How many of the ill health effects of ageing are due to the specific social and material environments of the world we live in today?

Because our world is constantly changing with each generation that inhabits it, the exposures that we encounter often in turn vary by generation. Subsequently, comparing disease rates and exposures across birth cohorts may provide us with some clues to the causes of poor health and their historical explanations.

Image Cred: Cancer Research UK

Trends in smoking and lung cancer in men and women
Image Cred: Cancer Research UK

The most classic example of an environmental exposure (when I say “environment”, I mean literally anything outside of the body – such as a chemical agent, a lifestyle practice, or even the broader social, economic, or political environment) and its related health outcome changing over time is cigarette smoking and lung cancer.
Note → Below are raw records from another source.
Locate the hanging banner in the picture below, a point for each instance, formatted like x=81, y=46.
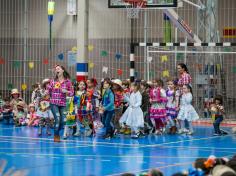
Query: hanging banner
x=71, y=58
x=71, y=7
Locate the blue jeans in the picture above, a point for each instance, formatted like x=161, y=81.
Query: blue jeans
x=59, y=116
x=216, y=124
x=106, y=120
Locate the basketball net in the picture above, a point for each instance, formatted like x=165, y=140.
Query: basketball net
x=133, y=7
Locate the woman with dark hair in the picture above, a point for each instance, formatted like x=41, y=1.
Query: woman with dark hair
x=184, y=76
x=59, y=88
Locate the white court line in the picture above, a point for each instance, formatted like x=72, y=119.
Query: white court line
x=141, y=162
x=25, y=156
x=88, y=159
x=38, y=156
x=110, y=156
x=189, y=140
x=172, y=165
x=132, y=145
x=122, y=161
x=55, y=157
x=16, y=142
x=74, y=141
x=10, y=128
x=40, y=148
x=25, y=140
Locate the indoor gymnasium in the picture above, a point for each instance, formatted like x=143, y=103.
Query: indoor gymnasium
x=118, y=87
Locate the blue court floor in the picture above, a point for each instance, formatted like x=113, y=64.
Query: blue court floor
x=21, y=148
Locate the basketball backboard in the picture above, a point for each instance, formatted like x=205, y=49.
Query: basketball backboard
x=150, y=3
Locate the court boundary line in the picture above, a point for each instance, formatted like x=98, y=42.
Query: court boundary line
x=113, y=143
x=161, y=167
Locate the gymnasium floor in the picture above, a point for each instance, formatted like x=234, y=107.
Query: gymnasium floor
x=22, y=149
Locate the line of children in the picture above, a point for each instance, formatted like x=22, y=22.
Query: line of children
x=119, y=109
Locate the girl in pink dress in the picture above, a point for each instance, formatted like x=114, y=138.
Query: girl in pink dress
x=158, y=105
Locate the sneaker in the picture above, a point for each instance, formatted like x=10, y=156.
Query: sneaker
x=135, y=136
x=88, y=132
x=127, y=131
x=189, y=133
x=216, y=134
x=48, y=132
x=56, y=138
x=122, y=130
x=40, y=131
x=64, y=137
x=77, y=134
x=107, y=136
x=181, y=131
x=158, y=132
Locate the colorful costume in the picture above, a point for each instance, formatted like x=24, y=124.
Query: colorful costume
x=119, y=98
x=92, y=106
x=171, y=109
x=82, y=117
x=133, y=116
x=70, y=116
x=187, y=112
x=158, y=109
x=44, y=112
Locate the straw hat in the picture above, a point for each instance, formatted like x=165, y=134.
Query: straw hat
x=14, y=91
x=220, y=170
x=21, y=104
x=117, y=81
x=31, y=105
x=45, y=81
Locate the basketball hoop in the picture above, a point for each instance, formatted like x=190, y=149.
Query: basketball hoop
x=133, y=7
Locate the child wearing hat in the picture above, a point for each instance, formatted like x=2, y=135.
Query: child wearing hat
x=15, y=99
x=7, y=111
x=44, y=112
x=119, y=97
x=20, y=114
x=33, y=120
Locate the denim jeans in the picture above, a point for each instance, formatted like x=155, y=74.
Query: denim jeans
x=106, y=120
x=59, y=116
x=216, y=124
x=8, y=116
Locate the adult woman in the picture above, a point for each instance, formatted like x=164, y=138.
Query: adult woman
x=59, y=88
x=184, y=76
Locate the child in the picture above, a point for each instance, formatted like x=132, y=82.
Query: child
x=35, y=93
x=81, y=106
x=126, y=91
x=33, y=120
x=7, y=111
x=187, y=111
x=108, y=107
x=144, y=87
x=44, y=112
x=158, y=102
x=172, y=105
x=118, y=92
x=15, y=95
x=20, y=114
x=1, y=105
x=70, y=117
x=92, y=105
x=125, y=86
x=217, y=114
x=133, y=116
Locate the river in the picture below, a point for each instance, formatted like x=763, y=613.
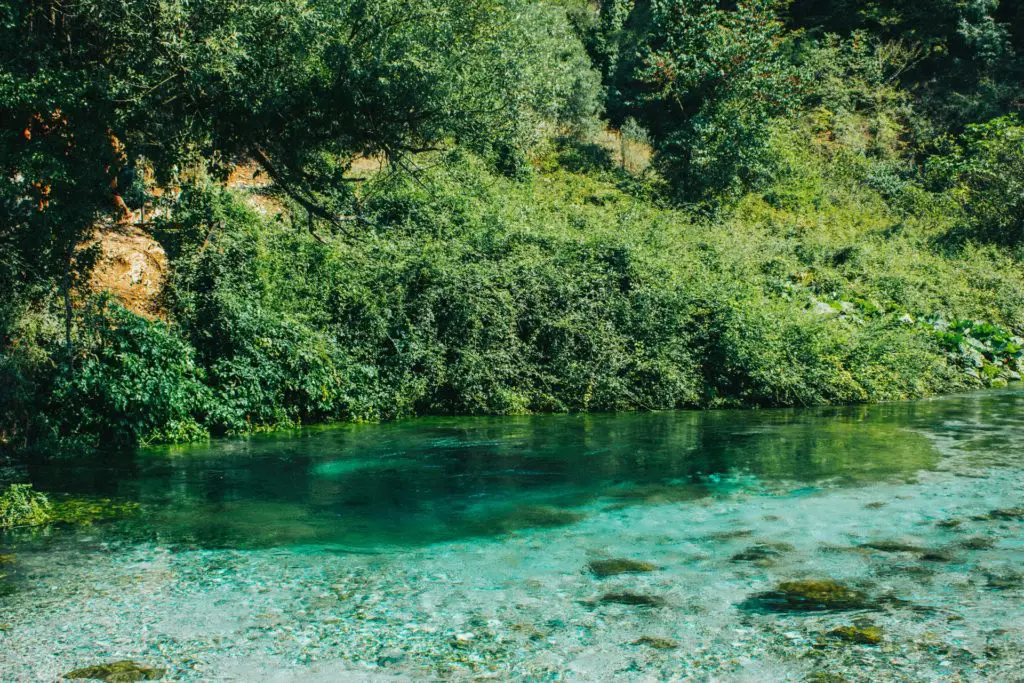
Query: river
x=851, y=544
See the above graph for the changing rates of cigarette smoking over the latter half of the 20th century for men and women in the United Kingdom – and the striking mirroring of lung cancer rates 20-30 years later. Since women began smoking later than men – for reasons including social acceptability and appearance that also related broadly to feminist movements in the mid-20th century – you can see how the curves are different for women. As you can see, lung cancer rates are decreasing among men, while we are still under the peak of high lung cancer among women due to the above social reasons. Clearly, this historical explanation of smoking rates explains lung cancer rates today, which are of course socially contingent and not inevitable.
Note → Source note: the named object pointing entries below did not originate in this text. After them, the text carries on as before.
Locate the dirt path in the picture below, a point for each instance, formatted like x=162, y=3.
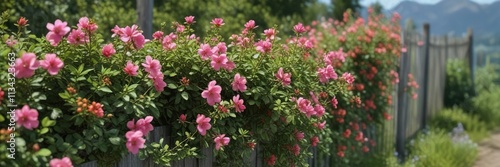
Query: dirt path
x=489, y=152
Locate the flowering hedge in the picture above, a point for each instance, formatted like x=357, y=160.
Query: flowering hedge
x=72, y=97
x=369, y=49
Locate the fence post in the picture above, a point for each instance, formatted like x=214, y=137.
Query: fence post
x=425, y=106
x=472, y=58
x=401, y=102
x=145, y=19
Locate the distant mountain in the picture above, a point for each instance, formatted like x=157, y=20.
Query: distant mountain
x=453, y=16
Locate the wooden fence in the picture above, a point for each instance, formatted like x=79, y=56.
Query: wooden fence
x=425, y=58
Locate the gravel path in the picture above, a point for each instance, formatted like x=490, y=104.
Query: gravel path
x=489, y=152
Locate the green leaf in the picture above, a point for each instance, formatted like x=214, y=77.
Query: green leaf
x=44, y=152
x=46, y=122
x=115, y=140
x=105, y=89
x=185, y=95
x=172, y=86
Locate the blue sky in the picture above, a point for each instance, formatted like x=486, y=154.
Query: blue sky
x=388, y=4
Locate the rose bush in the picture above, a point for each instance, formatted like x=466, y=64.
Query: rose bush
x=80, y=96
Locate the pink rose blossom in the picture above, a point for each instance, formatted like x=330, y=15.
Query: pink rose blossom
x=151, y=65
x=203, y=124
x=56, y=31
x=26, y=117
x=238, y=104
x=348, y=77
x=250, y=25
x=299, y=135
x=11, y=41
x=26, y=65
x=52, y=64
x=218, y=61
x=108, y=50
x=205, y=51
x=270, y=34
x=131, y=69
x=87, y=25
x=314, y=141
x=64, y=162
x=334, y=102
x=134, y=141
x=212, y=93
x=182, y=118
x=324, y=74
x=77, y=37
x=239, y=83
x=284, y=78
x=143, y=125
x=158, y=35
x=189, y=19
x=299, y=28
x=305, y=107
x=217, y=22
x=263, y=46
x=221, y=140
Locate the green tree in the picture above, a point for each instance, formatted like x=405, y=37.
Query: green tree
x=341, y=6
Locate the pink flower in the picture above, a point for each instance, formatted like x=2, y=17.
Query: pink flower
x=250, y=25
x=314, y=141
x=168, y=43
x=219, y=48
x=143, y=125
x=11, y=41
x=158, y=35
x=299, y=28
x=324, y=74
x=26, y=117
x=189, y=19
x=203, y=124
x=271, y=161
x=299, y=135
x=1, y=95
x=180, y=28
x=134, y=141
x=334, y=102
x=229, y=65
x=205, y=51
x=87, y=25
x=218, y=61
x=305, y=107
x=348, y=77
x=108, y=50
x=221, y=140
x=284, y=78
x=151, y=65
x=139, y=41
x=212, y=93
x=77, y=37
x=182, y=118
x=56, y=31
x=263, y=46
x=239, y=83
x=52, y=64
x=131, y=68
x=64, y=162
x=270, y=34
x=295, y=149
x=319, y=109
x=26, y=65
x=158, y=82
x=217, y=22
x=238, y=104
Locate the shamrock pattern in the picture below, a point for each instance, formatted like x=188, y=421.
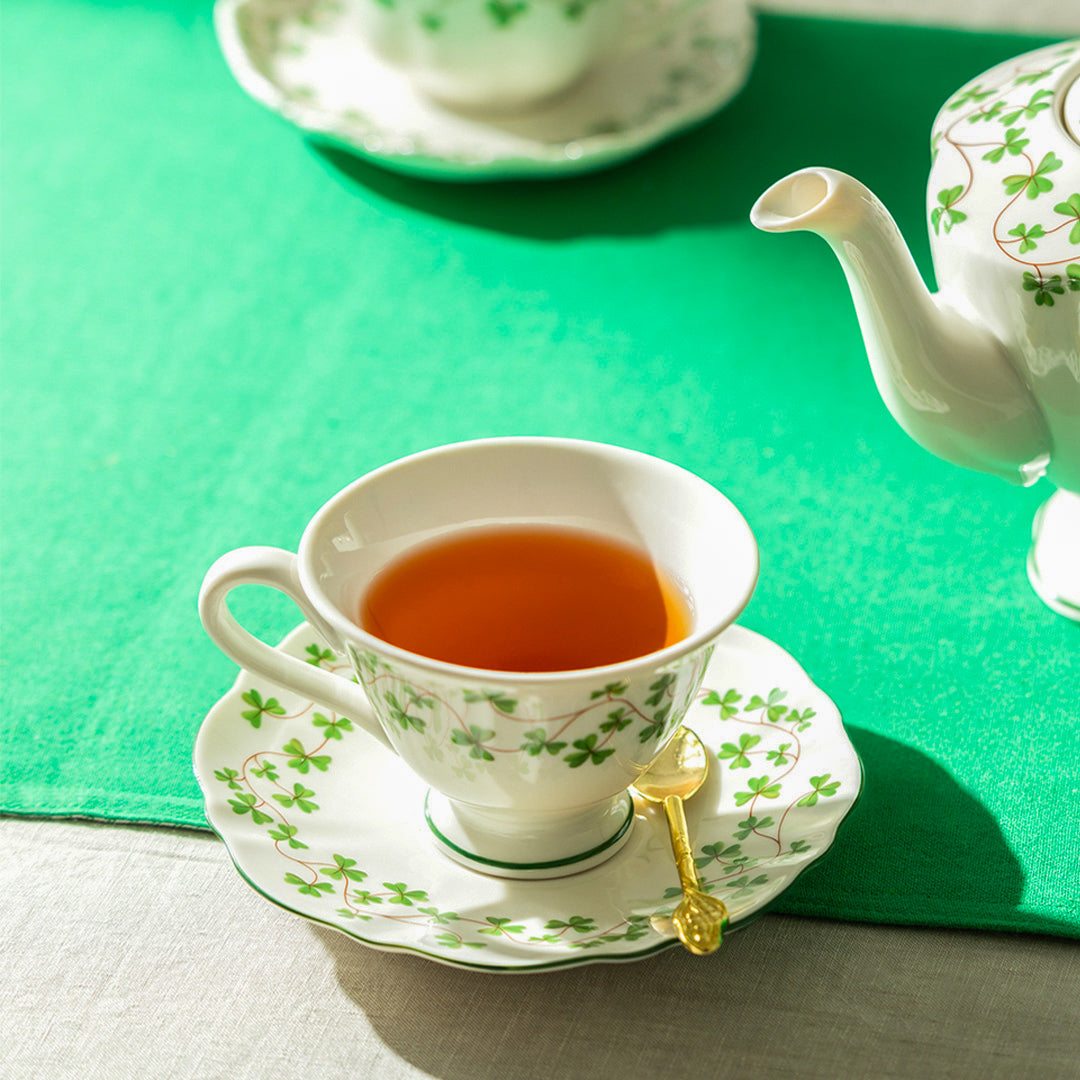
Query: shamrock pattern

Although we don’t need these graphs to know that smoking causes lung cancer, this type of research is useful for understanding what we don’t know about health in contemporary times. In the early 1990s, there was an epidemic of suicides among young adults in Australia. Recent research attempted to understand whether this rise in suicide rates was because Australians born in certain years were more likely to commit suicide, or whether there was something particular about Australia in the 1990s that made people commit suicide regardless of when they were born (the authors hypothesised that high unemployment rates were the culprit), or whether people are more likely to commit suicide as young adults, regardless of when they were born or when they died (4). Using statistical methods to separate out the effects of birth year, age, and time period, the study found that men born after 1970-74 were more likely to commit suicide than those born before then (4). Men in this age group were subject to high unemployment and unstable employment, which may in part explain the suicide rates. A definite causal link cannot be made with this research, but it adds to our knowledge about what happened and can help with future predictions about the consequences of economic uncertainty.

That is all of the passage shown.